Wibich
We can see, for example, the “hyperboles” to which the architect-monk submitted the classical code in the Cartuja de Granada, the “paradox” which Bernardo Buontalenti presents to us in the stair of the choir of Santo Stefano in Florence, the “ironies” in Giulio Romano’s Palazzo del Te, the “metaphors” of most of the work of Charles Moore, the “ellipses” of Fascist architecture, of Robert Venturi, and of Aldo Rossi. —Jorge Silvetti, “The Beauty of Shadows”
Architecture has always assumed that like language and like art, it has signs, i.e., that figuration is representational. But this idea of rhetorical figuration in architecture is not representational. A representational figure represents a thing in its absence. A rhetorical figure contains its absence, that is, it contains its openendedness. —Peter Eisenman, “Architecture and the Problem of the Rhetorical Figure”
For Jorge Silvetti, a ‘rhetorical figure’ is akin to a mannerist manipulation or transformation of an existing architectural code. For Peter Eisenman, a rhetorical figure is more generative in the sense that it does not refer to an existing architectural code or vocabulary; it invents entirely new ones. His figures of choice are said to be open-ended, non-representative, non-metaphorical.

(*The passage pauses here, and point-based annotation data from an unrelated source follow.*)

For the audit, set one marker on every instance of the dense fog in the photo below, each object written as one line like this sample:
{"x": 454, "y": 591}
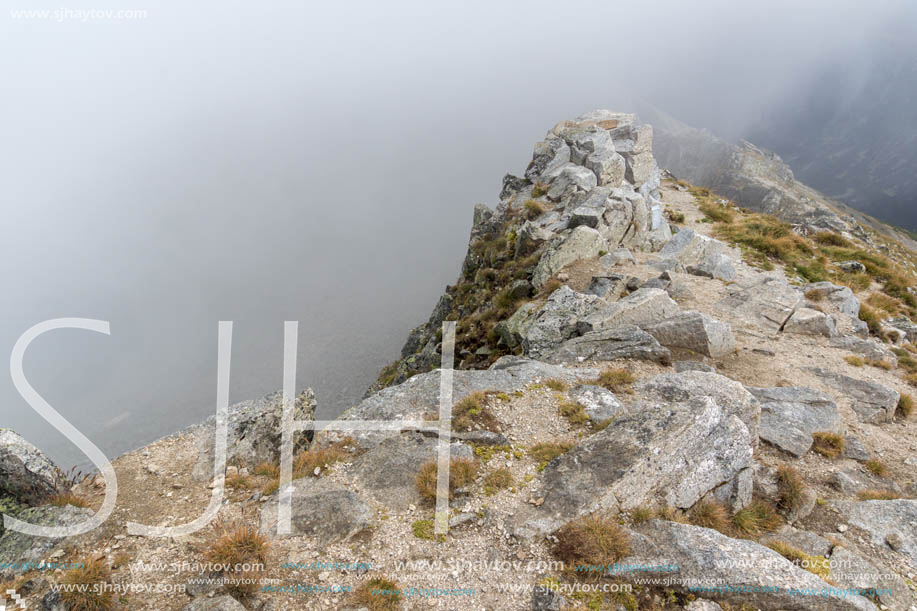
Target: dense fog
{"x": 319, "y": 162}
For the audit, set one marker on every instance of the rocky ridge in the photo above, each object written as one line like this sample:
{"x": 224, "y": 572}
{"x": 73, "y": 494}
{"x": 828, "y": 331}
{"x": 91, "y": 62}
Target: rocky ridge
{"x": 614, "y": 363}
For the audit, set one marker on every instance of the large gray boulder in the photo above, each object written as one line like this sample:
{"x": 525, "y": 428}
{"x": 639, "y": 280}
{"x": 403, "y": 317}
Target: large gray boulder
{"x": 856, "y": 572}
{"x": 581, "y": 243}
{"x": 694, "y": 331}
{"x": 322, "y": 510}
{"x": 683, "y": 386}
{"x": 885, "y": 521}
{"x": 691, "y": 248}
{"x": 571, "y": 180}
{"x": 642, "y": 307}
{"x": 254, "y": 432}
{"x": 548, "y": 155}
{"x": 806, "y": 321}
{"x": 717, "y": 266}
{"x": 18, "y": 549}
{"x": 608, "y": 166}
{"x": 789, "y": 416}
{"x": 868, "y": 348}
{"x": 599, "y": 403}
{"x": 905, "y": 325}
{"x": 667, "y": 455}
{"x": 618, "y": 343}
{"x": 873, "y": 403}
{"x": 767, "y": 304}
{"x": 387, "y": 471}
{"x": 808, "y": 542}
{"x": 557, "y": 320}
{"x": 841, "y": 296}
{"x": 756, "y": 575}
{"x": 26, "y": 474}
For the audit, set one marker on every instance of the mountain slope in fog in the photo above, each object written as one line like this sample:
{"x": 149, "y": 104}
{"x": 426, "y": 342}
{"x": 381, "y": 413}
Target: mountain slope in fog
{"x": 849, "y": 130}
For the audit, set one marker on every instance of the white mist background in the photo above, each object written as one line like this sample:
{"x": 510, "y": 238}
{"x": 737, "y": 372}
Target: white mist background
{"x": 262, "y": 162}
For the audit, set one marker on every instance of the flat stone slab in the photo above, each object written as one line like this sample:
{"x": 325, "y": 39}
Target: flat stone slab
{"x": 670, "y": 455}
{"x": 767, "y": 304}
{"x": 873, "y": 403}
{"x": 883, "y": 518}
{"x": 327, "y": 512}
{"x": 623, "y": 342}
{"x": 757, "y": 575}
{"x": 791, "y": 414}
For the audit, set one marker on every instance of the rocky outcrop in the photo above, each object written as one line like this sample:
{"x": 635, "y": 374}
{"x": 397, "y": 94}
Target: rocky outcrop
{"x": 541, "y": 331}
{"x": 254, "y": 432}
{"x": 387, "y": 471}
{"x": 859, "y": 574}
{"x": 694, "y": 331}
{"x": 621, "y": 342}
{"x": 580, "y": 198}
{"x": 767, "y": 304}
{"x": 671, "y": 455}
{"x": 18, "y": 549}
{"x": 26, "y": 475}
{"x": 581, "y": 243}
{"x": 642, "y": 307}
{"x": 886, "y": 522}
{"x": 790, "y": 415}
{"x": 753, "y": 573}
{"x": 841, "y": 296}
{"x": 684, "y": 386}
{"x": 806, "y": 321}
{"x": 325, "y": 511}
{"x": 753, "y": 177}
{"x": 599, "y": 403}
{"x": 419, "y": 395}
{"x": 872, "y": 402}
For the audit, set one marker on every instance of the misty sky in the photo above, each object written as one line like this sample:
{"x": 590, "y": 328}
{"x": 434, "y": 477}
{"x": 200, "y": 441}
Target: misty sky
{"x": 262, "y": 162}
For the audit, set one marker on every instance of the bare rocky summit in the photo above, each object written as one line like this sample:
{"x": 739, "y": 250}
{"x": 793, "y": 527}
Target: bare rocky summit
{"x": 632, "y": 388}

In this project, rhetorical figures—specifically chiasmus, tmesis, and homoteleuton—are used not to critique or construct architectural languages, but rather as contextual tools to respond to a fragmented site. Figures of speech are deployed as literal design strategies that aim to resolve complex spatial problems. Here, their success is less about their visual or rhetorical effect than their contextual performance.